One year, the lightning was so fierce that the girls were terrified. They called me when I was at work, crying and sobbing, hysterically, on the phone and than held hands and huddled under the dining room table until I could get home to them.
That was the first year that we lived on the mountain. I did not know how to calm them, except to be home with them when they were so afraid. Every time the thunder rumbled or the lightening flashed, they would cower in terror. Their dad was living and working in the valley at the time and selling the old house before he moved up with the rest of us at the end of the summer season. It was a long summer for us. I did not know what to say to help the girls through their fear.
The next year, he wasn't working and was home with the girls during the monsoon. He would go out the door when the wind picked up and stand in the driveway or on the dirt street, shielding his eyes from the blowing dirt, and teach the girls about storms. He talked about the movement of the clouds and how to tell if a storm was coming. He talked about the different types of clouds and what caused the storms. He talked of larger weather patterns and how to calculate the distance from you to the lightning.

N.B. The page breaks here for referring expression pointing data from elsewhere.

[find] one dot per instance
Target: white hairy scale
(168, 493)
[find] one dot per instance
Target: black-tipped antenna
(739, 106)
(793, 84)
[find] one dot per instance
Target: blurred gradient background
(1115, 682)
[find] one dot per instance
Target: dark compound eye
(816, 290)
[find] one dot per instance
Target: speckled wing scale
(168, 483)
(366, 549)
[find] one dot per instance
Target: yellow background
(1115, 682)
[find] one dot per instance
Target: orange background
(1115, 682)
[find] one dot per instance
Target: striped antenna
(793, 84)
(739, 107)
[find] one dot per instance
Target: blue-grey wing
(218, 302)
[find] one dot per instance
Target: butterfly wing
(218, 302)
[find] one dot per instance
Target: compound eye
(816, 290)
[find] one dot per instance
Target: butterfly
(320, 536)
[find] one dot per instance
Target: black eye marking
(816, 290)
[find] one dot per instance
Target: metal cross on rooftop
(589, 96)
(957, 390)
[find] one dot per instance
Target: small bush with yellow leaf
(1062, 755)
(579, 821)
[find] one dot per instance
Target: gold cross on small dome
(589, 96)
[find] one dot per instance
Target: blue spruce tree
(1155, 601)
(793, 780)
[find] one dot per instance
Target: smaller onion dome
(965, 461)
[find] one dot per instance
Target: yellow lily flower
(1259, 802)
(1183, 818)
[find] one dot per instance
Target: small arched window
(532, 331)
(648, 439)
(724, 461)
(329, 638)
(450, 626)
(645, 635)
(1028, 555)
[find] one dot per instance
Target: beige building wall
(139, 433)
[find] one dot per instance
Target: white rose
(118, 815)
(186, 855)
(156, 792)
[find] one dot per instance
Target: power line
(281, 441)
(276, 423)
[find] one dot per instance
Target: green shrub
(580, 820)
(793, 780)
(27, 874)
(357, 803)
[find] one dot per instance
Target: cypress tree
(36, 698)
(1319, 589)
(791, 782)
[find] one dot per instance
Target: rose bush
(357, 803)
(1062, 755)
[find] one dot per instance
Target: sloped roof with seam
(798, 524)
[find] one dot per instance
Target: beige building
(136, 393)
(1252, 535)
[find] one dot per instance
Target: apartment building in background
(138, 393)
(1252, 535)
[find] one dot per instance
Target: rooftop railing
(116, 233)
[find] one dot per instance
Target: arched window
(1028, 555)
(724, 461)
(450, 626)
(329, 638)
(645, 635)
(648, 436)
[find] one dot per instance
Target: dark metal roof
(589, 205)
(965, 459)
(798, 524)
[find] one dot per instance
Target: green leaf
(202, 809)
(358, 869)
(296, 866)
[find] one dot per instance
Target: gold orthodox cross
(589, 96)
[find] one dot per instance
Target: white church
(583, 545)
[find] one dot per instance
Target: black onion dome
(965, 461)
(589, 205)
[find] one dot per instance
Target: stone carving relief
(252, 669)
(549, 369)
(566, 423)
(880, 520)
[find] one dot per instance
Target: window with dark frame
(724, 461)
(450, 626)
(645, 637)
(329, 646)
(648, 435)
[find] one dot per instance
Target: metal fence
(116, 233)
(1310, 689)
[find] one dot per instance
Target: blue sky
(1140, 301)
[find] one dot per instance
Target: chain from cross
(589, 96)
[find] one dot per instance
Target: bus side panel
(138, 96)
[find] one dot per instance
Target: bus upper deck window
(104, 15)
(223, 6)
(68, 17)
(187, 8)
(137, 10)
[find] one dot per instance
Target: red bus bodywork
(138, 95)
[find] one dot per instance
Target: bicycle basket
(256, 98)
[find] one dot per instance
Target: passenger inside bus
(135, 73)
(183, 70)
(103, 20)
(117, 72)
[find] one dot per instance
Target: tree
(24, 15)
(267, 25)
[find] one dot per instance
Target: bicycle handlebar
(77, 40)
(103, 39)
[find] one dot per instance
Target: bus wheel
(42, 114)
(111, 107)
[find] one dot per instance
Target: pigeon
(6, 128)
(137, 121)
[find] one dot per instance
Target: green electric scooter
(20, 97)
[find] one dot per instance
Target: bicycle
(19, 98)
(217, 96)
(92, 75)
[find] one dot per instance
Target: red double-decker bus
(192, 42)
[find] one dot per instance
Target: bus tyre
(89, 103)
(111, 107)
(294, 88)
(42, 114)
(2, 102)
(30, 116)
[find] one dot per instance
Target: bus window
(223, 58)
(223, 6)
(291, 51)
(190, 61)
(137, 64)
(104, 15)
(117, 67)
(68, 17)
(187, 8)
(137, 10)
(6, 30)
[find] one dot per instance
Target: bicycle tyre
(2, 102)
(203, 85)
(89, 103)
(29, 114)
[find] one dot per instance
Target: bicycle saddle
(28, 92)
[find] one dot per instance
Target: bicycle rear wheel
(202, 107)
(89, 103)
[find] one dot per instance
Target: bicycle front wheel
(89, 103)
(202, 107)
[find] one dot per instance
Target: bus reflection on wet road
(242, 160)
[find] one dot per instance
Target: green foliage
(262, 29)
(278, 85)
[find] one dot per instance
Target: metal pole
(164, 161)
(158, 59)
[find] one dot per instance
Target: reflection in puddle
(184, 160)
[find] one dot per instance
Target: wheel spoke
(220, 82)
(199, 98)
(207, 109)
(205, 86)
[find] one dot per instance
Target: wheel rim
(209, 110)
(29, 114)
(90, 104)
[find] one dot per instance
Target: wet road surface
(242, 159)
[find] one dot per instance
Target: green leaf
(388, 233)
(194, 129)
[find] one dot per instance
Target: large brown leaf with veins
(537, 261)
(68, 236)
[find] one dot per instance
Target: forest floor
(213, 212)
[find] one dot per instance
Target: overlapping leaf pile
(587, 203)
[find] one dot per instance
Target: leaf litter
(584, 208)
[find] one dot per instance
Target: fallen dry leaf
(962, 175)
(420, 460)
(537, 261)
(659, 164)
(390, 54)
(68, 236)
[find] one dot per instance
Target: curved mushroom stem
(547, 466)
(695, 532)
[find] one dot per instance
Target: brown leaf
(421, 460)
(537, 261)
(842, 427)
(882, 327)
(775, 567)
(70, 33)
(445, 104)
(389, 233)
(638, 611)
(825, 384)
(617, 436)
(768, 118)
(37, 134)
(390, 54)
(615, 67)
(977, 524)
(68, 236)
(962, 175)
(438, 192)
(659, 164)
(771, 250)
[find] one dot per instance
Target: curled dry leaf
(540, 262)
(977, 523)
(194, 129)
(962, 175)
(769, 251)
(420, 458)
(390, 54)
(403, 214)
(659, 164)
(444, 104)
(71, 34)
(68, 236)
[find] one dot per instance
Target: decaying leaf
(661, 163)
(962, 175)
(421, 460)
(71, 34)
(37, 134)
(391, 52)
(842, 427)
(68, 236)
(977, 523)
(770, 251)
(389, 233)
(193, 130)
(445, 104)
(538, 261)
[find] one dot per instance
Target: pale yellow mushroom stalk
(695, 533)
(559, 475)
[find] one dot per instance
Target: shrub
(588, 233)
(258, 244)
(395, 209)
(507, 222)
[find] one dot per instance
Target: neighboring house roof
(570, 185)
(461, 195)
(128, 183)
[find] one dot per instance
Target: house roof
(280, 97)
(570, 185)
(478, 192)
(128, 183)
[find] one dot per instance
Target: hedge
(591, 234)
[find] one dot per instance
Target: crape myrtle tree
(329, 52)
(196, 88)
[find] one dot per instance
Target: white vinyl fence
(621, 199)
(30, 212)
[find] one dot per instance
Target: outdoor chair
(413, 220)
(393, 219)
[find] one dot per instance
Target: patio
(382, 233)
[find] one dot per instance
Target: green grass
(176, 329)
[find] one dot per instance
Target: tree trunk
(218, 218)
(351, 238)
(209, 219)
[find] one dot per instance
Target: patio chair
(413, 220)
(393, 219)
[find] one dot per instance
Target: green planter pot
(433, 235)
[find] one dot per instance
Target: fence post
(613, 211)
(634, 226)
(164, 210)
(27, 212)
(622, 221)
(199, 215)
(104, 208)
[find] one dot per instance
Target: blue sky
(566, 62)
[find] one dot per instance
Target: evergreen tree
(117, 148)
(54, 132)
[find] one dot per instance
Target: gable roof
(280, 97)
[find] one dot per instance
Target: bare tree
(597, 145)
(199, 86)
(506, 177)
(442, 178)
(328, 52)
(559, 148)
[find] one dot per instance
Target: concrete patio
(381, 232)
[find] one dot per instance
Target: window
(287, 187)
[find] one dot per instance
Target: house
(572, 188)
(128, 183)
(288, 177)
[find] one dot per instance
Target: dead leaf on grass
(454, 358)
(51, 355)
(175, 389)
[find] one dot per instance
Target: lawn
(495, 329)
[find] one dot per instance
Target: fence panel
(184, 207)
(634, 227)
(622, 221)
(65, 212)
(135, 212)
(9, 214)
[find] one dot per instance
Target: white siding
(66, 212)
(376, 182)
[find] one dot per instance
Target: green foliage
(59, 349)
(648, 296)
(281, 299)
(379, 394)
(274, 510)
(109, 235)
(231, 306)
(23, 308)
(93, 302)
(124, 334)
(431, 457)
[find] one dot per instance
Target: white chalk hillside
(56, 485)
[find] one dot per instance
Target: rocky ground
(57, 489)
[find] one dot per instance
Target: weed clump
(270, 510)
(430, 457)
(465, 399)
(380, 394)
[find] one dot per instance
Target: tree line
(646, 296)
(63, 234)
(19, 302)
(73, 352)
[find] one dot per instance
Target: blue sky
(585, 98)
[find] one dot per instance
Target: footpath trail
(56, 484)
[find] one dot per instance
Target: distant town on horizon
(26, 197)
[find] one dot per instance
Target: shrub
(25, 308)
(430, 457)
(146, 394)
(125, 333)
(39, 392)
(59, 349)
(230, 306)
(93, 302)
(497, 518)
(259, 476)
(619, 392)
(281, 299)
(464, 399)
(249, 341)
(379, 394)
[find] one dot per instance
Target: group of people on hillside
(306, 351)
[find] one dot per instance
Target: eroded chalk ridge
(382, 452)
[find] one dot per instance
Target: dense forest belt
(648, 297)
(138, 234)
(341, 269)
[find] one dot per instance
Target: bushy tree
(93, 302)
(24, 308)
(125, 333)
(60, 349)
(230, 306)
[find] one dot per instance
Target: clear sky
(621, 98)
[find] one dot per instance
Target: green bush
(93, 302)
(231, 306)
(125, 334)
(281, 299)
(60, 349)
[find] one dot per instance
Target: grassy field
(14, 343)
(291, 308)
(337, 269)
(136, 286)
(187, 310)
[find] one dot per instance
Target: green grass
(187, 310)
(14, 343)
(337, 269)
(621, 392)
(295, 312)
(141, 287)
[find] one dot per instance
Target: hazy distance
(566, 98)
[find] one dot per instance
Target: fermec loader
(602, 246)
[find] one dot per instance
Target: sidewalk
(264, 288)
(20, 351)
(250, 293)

But more than teaching them the scientific facts about the weather, their daddy quietly taught them, through his example, not to be afraid. He taught them that storms are to be appreciated and admired, watched and studied, but not feared. Knowledge and love help to counter our troubles and bring us to our own safe harbors were we can be less afraid.
As we plan and prepare and are anchored by the love of our families and the gospel of Jesus Christ, we find the safe harbor that Helaman spoke of: “Remember, remember that it is upon the rock of our Redeemer, who is Christ, the Son of God, that ye must build your foundation; that when the devil shall send forth his mighty winds, … when all his hail and his mighty storm shall beat upon you, it shall have no power to drag you down … , because of the rock upon which ye are built, which is a sure foundation” (Hel. 5:12).
Yes, I have seen the storm. I have experienced it's power. I have been amazed at it's magnitude. I have even felt it's fear. But I have also learned that the "lighthouse" of our Savior stands ready to help guide us in our journey and lead us home. He is the rock. Only He can calm the winds and the waves of trial and adversity in our lives.
He alone has the power to say, “Peace, be still”.